MERCURY put in a brief appearance last month but once again drops below our line of vision this month. It will appear again in the early morning hours late in December and rapidly climbs high enough to be seen well before sunrise.
VENUS is rising just before the sun comes up and will be hard to see early in the month and impossible to spot only a week later. The glare of the sun and conjunction with the sun on December 9th will completely hide the planet.
EARTH is approaching its deep freeze cycle this month. Even though it means crisper and clearer skies, the temperature makes viewing much more of a hardship than previous month. Dress warm.
MARS has been hanging around low in the sky for months and has finally moved to the early morning hours. Rising about two hours before the sun, Mars and Jupiter are in a close race in the eastern sky in the hours before sunrise.
JUPITER starts the month out trailing Mars in the early morning hours but rapidly catches up to Mars and starts to rise only a couple of minutes after the Red Planet. You won't miss seeing Jupiter as it continues to brighten rapidly all month.
SATURN has finally slipped below the western horizon and will be gone from sight now until late next year.

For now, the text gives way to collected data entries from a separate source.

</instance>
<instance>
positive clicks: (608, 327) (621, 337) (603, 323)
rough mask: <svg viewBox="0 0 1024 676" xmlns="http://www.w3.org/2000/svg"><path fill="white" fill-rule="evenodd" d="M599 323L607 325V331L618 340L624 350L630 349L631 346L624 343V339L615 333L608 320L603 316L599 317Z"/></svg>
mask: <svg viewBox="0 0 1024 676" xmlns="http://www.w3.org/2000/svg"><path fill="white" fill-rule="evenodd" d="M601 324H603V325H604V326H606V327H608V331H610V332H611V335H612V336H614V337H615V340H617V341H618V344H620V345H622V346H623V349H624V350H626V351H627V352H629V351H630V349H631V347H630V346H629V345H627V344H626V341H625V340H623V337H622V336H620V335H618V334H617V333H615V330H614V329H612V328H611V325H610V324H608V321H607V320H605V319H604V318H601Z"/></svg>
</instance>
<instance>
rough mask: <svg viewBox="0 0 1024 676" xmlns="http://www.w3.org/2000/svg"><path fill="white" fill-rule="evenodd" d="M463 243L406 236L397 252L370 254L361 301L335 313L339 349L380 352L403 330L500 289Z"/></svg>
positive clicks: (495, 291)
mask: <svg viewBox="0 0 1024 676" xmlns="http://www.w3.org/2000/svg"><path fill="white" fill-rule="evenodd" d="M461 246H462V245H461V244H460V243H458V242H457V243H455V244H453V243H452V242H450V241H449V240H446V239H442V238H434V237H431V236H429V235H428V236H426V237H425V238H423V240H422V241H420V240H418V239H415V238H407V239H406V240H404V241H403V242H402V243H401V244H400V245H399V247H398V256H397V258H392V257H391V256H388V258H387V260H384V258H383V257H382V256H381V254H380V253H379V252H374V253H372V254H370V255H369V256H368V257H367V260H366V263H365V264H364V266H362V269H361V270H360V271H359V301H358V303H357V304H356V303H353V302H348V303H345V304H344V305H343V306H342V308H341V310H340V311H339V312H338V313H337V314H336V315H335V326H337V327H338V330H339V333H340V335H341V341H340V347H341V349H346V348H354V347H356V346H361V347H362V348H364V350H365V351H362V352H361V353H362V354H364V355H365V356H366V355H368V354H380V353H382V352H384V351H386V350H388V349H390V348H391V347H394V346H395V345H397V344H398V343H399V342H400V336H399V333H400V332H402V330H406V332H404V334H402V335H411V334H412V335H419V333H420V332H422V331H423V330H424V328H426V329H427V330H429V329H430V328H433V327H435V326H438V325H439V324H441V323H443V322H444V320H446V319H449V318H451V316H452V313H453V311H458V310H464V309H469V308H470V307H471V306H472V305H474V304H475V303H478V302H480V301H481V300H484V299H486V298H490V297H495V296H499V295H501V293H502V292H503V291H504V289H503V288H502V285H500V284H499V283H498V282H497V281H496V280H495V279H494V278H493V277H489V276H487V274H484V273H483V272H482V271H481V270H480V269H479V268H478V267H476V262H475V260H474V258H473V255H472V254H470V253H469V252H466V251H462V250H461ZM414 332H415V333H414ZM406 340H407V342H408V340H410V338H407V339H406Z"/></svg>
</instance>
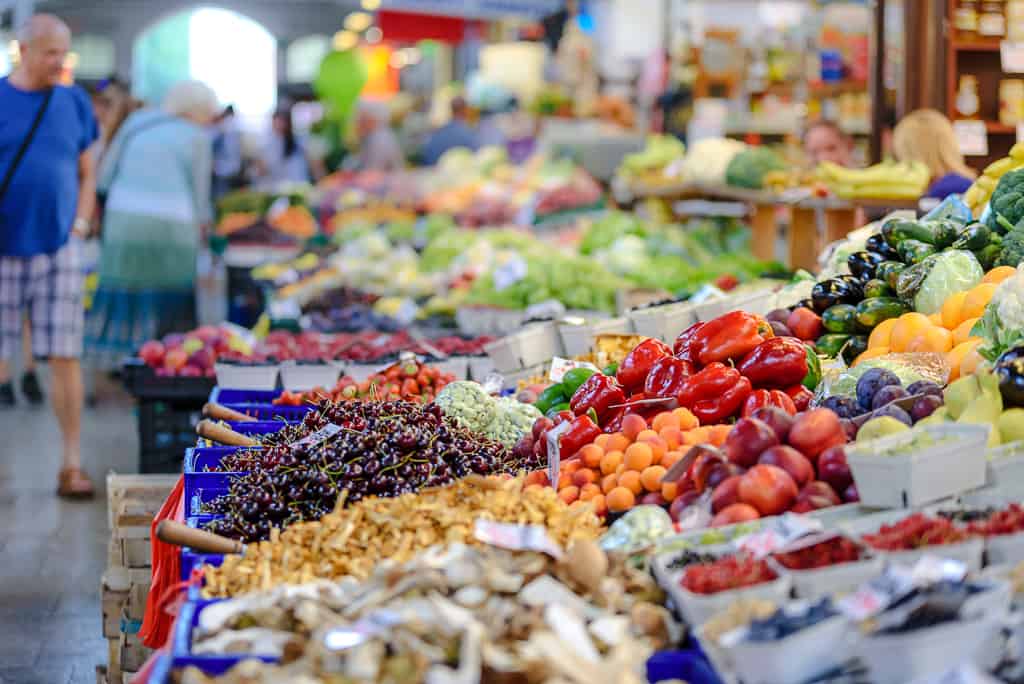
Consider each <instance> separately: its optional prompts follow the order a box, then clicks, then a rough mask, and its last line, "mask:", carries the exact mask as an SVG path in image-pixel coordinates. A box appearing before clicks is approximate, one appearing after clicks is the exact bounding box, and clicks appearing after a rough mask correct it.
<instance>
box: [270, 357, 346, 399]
mask: <svg viewBox="0 0 1024 684" xmlns="http://www.w3.org/2000/svg"><path fill="white" fill-rule="evenodd" d="M343 368H344V367H343V366H342V365H340V364H296V362H295V361H285V362H284V364H282V365H281V384H282V386H284V388H285V389H287V390H289V391H290V392H304V391H306V390H310V389H312V388H314V387H325V388H327V389H331V388H332V387H334V386H335V385H337V384H338V378H340V377H341V374H342V371H343Z"/></svg>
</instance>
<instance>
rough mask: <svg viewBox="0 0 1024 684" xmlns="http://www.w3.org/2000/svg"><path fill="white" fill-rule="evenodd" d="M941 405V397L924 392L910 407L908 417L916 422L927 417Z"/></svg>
mask: <svg viewBox="0 0 1024 684" xmlns="http://www.w3.org/2000/svg"><path fill="white" fill-rule="evenodd" d="M941 405H942V397H941V396H935V395H934V394H926V395H925V396H921V397H918V399H916V400H915V401H914V402H913V405H912V407H910V418H912V419H913V422H914V423H916V422H918V421H920V420H923V419H925V418H928V417H929V416H931V415H932V414H933V413H935V410H936V409H938V408H939V407H941Z"/></svg>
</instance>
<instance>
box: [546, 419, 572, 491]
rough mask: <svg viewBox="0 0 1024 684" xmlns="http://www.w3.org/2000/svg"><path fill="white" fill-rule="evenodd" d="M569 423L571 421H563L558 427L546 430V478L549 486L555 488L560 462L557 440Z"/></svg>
mask: <svg viewBox="0 0 1024 684" xmlns="http://www.w3.org/2000/svg"><path fill="white" fill-rule="evenodd" d="M569 425H571V423H569V422H565V423H562V424H561V425H559V426H558V427H555V428H552V429H550V430H548V435H547V440H548V480H549V481H550V482H551V486H552V487H555V488H558V473H559V472H560V470H561V464H562V455H561V447H560V446H559V444H558V440H559V437H561V436H562V433H563V432H565V431H566V430H568V429H569Z"/></svg>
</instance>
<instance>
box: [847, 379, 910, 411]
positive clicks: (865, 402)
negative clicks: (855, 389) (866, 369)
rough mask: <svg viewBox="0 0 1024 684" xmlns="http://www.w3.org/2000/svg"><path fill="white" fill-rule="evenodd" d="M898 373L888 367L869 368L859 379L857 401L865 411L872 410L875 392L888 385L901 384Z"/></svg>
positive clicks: (857, 383) (857, 385)
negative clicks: (872, 402) (895, 372)
mask: <svg viewBox="0 0 1024 684" xmlns="http://www.w3.org/2000/svg"><path fill="white" fill-rule="evenodd" d="M899 384H900V381H899V378H898V377H896V374H895V373H893V372H892V371H889V370H887V369H868V370H867V371H865V372H864V375H862V376H860V380H858V381H857V402H858V403H860V407H861V408H862V409H863V410H864V411H870V410H871V404H872V402H873V400H874V394H876V393H877V392H878V391H879V390H880V389H882V388H883V387H886V386H888V385H899Z"/></svg>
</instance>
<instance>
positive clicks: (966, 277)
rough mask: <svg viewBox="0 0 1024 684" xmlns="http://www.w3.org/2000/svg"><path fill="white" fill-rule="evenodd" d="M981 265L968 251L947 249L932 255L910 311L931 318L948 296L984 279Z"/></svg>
mask: <svg viewBox="0 0 1024 684" xmlns="http://www.w3.org/2000/svg"><path fill="white" fill-rule="evenodd" d="M984 274H985V273H984V271H983V270H982V269H981V264H979V263H978V260H977V259H976V258H975V256H974V255H973V254H971V253H970V252H966V251H964V250H950V251H948V252H942V253H941V254H936V255H935V263H934V264H933V265H932V269H931V270H930V271H929V272H928V275H926V276H925V281H924V282H923V283H922V284H921V289H920V290H918V294H916V295H915V296H914V298H913V308H914V309H915V310H918V311H920V312H922V313H924V314H925V315H931V314H933V313H935V312H936V311H938V310H940V309H941V308H942V304H943V303H944V302H945V301H946V299H948V298H949V296H950V295H952V294H955V293H957V292H964V291H965V290H970V289H971V288H973V287H974V286H976V285H978V284H979V283H981V279H982V277H983V276H984Z"/></svg>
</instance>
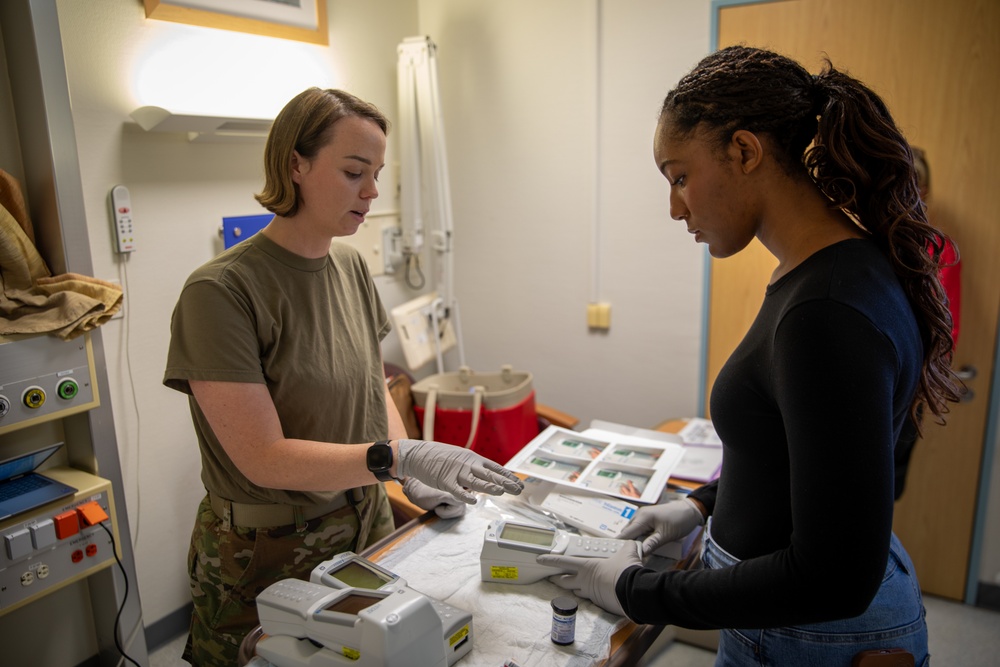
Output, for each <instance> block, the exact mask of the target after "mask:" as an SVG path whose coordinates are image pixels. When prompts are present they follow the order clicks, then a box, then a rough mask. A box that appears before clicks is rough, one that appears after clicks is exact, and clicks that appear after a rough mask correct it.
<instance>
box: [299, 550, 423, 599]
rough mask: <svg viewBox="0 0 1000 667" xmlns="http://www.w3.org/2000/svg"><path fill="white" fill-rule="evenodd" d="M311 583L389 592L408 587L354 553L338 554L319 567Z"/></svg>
mask: <svg viewBox="0 0 1000 667" xmlns="http://www.w3.org/2000/svg"><path fill="white" fill-rule="evenodd" d="M309 581H311V582H313V583H314V584H323V585H324V586H329V587H330V588H364V589H368V590H389V589H393V588H398V587H400V586H405V585H406V581H405V580H403V579H401V578H400V577H399V575H398V574H393V573H392V572H389V570H386V569H385V568H382V567H379V566H378V565H376V564H375V563H373V562H371V561H370V560H368V559H367V558H362V557H361V556H359V555H357V554H356V553H354V552H353V551H345V552H344V553H340V554H337V555H336V556H334V557H333V558H331V559H330V560H327V561H323V562H322V563H320V564H319V565H317V566H316V567H315V569H313V571H312V573H311V574H310V575H309Z"/></svg>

URANUS is slightly brighter this month at a whopping 6th magnitude. Cruising through Pisces it will remain visible most of the night finally setting about two hours before sunrise.
NEPTUNE is slightly dimmer than Uranus at only 8th magnitude and moving out ahead by several hours. Look quickly as Neptune will drop out of sight right around midnight this month.
Full Moon -> December 03
Last Quarter -> December 10
New Moon -> December 18
First Quarter -> December 26
A Comet Approaches
Since we have a shortage of planets to look at this month try your luck with a visitor from the edge of the solar system this month. Comet C/2016R2 (Who comes up with these names?) will cruise through the Constellation of Orion in December. Although it will not come all that close to the sun and brighten up very much, the "experts" predict that this ice ball will be fairly bright and is expected to eject its surface layers of gas water ice and dust at a higher than normal rate. Because of its slow rate of speed by staying out from the sun, this comet is predicted to hang around for as long as six months or more.
Speaking of comets:
A recent study has found that as many as 100 stars make very close passes to the Oort Cloud which surrounds our solar system possibly upsetting and disturbing the clusters of comets. The measurement of one star in particular, Gliese 710, places its closest approach to the Oort Cloud at only 16,000 Astronomical Units. It is estimated that this close approach could increase the number of comets entering our solar system by a factor of 100 of which 10% might run into something. In the far distant past as our solar system was forming, it has been theorized that the water on Earth came from some heavy bombardment of comets. Not to sound like Chicken Little but lets hope this doesn't happen again.